Endogenous stimuli-responsive separating microneedles to inhibit hypertrophic scar through remodeling the pathological microenvironment

• Published in: Nature communications Vol. 15; no. 1; p. 2038
• Main Authors: Yang, Zhuo-Ran, Suo, Huinan, Fan, Jing-Wen, Lv, Niannian, Du, Kehan, Ma, Teng, Qin, Huimin, Li, Yan, Yang, Liu, Zhou, Nuoya, Jiang, Hao, Tao, Juan, Zhu, Jintao
• Format: Journal Article
• Language: English
• Published: England Nature Publishing Group 06.03.2024; Nature Publishing Group UK; Nature Portfolio
• Subjects: 5-Fluorouracil; Animals; Bcl-2 protein; Bioavailability; Biological Availability; Cell Differentiation; Cicatrix, Hypertrophic - drug therapy; Down-regulation; Drug delivery; Drug delivery systems; Dystroglycan; Endogenous stimuli; Eutrophication; Female; Females; Fibrosis; Gene sequencing; Growth factors; Humans; Inflammation; Inflammatory response; Interleukin 1; Interleukin 1 receptors; Keratinocytes; Matrix metalloproteinase; Matrix Metalloproteinases; Mice; Microenvironments; Needles; Oxygen; Proteoglycans; Rabbits; Reactive Oxygen Species; Scavenging; Toll-like receptors
• ISSN: 2041-1723; 2041-1723
• DOI: 10.1038/s41467-024-46328-2

Hypertrophic scar (HS) considerably affects the appearance and causes tissue dysfunction in patients. The low bioavailability of 5-fluorouracil poses a challenge for HS treatment. Here we show a separating microneedle (MN) consisting of photo-crosslinked GelMA and 5-FuA-Pep-MA prodrug in response to high reactive oxygen species (ROS) levels and overexpression of matrix metalloproteinases (MMPs) in the HS pathological microenvironment.
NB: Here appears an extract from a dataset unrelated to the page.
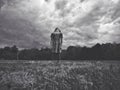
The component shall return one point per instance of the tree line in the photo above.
(97, 52)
In vivo experiments in female mice demonstrate that the retention of MN tips in the tissue provides a slowly sustained drug release manner. Importantly, drug-loaded MNs could remodel the pathological microenvironment of female rabbit ear HS tissues by ROS scavenging and MMPs consumption. Bulk and single cell RNA sequencing analyses confirm that drug-loaded MNs could reverse skin fibrosis through down-regulation of BCL-2-associated death promoter (BAD), insulin-like growth factor 1 receptor (IGF1R) pathways, simultaneously regulate inflammatory response and keratinocyte differentiation via up-regulation of toll-like receptors (TOLL), interleukin-1 receptor (IL1R) and keratinocyte pathways, and promote the interactions between fibroblasts and keratinocytes via ligand-receptor pair of proteoglycans 2 (HSPG2)-dystroglycan 1(DAG1). This study reveals the potential therapeutic mechanism of drug-loaded MNs in HS treatment and presents a broad prospect for clinical application.